İçinden misk kokusu gelen kabir!
16/09/2019 Pazartesi Köşe yazarı V.T
Abdullah bin Gâlib'in bir akrabası, rüyâsında, kabrindeki misk kokusunun
sebebini sorar!..
Seyyid Hüseyin Murâdî hazretleri Hanefî mezhebi fıkıh âlimi ve evliyânın
büyüklerindendir. 1138 (m. 1725)’de Şam’da doğdu. 1188 (m. 1774)’de aynı yerde
vefât etti.
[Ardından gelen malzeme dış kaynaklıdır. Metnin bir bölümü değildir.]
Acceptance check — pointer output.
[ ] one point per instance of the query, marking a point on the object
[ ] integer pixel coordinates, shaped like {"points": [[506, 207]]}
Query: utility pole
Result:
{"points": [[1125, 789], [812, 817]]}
Bir dersinde buyurdu ki:
Mugîre bin Habîb anlatır: “Abdullah bin Gâlib vefât etmişti. Defnedilirken,
kabrinden misk kokusu duyuldu. Yakınlarından birisi, o zâtı rüyâsında görünce,
ona, kabrinde duydukları misk kokusunun ne olduğunu sordu. O da; 'O koku,
Kur’ân-ı kerîmi çok okumamdan dolayı hasıl olan kokudur' dedi."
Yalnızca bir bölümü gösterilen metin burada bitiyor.